The Charter
THE HEALTH SOVEREIGNTY CHARTER
PREAMBLE
No government may stand between a human being and the pursuit of their own health, for the Constitution of the United States presupposes a sovereign people whose harmless conduct may never be regulated. The right to govern oneself, to tend to one’s own body, one’s own well-being, and one’s own path to healing is older than this Republic, older than law, and older than any institution formed to serve the people. It is a right inherent in humanity itself.
Yet through the slow accretion of administrative authority, much of it born in the constitutional upheaval of 1937, this original understanding has been obscured. Powers never granted have been assumed; responsibilities once held by individuals have been claimed by the State; and the natural sovereignty of free men and women over their own bodies has been displaced by bureaucratic structures unknown to our Founders.
We, therefore, as a free people and heirs to the first principles of this Nation, affirm and restore the rightful boundaries between the individual and the State. We do not remake the Constitution, for the Constitution has never changed.
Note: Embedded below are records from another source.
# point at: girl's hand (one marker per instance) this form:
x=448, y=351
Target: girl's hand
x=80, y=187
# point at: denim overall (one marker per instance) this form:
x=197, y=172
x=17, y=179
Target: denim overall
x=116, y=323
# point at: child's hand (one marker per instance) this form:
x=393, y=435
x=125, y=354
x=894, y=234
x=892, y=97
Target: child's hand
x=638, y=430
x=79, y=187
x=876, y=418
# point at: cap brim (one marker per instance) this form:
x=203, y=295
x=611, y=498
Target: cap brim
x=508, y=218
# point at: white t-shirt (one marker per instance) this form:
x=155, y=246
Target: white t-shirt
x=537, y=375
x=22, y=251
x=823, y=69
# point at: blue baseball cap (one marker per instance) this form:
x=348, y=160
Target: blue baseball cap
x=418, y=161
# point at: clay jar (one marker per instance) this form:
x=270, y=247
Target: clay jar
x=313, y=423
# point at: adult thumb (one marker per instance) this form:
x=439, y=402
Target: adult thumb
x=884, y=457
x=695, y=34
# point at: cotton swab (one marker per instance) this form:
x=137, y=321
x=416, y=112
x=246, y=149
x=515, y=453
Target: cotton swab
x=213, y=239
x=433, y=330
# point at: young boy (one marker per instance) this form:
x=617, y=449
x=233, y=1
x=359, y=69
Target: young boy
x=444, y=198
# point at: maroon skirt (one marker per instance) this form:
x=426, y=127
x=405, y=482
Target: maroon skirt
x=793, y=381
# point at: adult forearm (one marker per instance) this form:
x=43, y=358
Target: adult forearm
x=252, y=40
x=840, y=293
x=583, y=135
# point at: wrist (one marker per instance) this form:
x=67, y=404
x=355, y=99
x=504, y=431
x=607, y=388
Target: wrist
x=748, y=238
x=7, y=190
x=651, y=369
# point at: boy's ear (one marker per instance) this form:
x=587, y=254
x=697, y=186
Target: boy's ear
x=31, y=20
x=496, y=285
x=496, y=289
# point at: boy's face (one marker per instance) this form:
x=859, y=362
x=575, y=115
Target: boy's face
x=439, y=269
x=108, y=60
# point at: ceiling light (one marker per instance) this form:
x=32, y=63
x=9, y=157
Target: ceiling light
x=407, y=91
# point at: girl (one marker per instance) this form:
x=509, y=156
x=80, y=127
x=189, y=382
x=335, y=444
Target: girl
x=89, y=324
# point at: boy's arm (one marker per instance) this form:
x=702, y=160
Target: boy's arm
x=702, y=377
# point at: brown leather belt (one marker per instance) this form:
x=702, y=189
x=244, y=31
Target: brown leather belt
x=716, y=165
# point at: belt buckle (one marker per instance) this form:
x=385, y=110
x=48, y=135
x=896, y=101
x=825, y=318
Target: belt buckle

We simply reclaim its original meaning: a sovereign People delegating limited powers to a government that exists only to secure the blessings of liberty, not to manage the private conduct of the harmless.
ARTICLE I — THE RIGHT TO PURSUE ONE’S OWN HEALTH
1. Every person possesses the inherent and equal right to pursue their own health without interference, coercion, or regulation by any governing authority, provided no other person is harmed.
2. This right includes the freedom to choose, refuse, cultivate, prepare, acquire, possess, exchange, or self-administer any substance, treatment, method, or practice for one’s own benefit or detriment.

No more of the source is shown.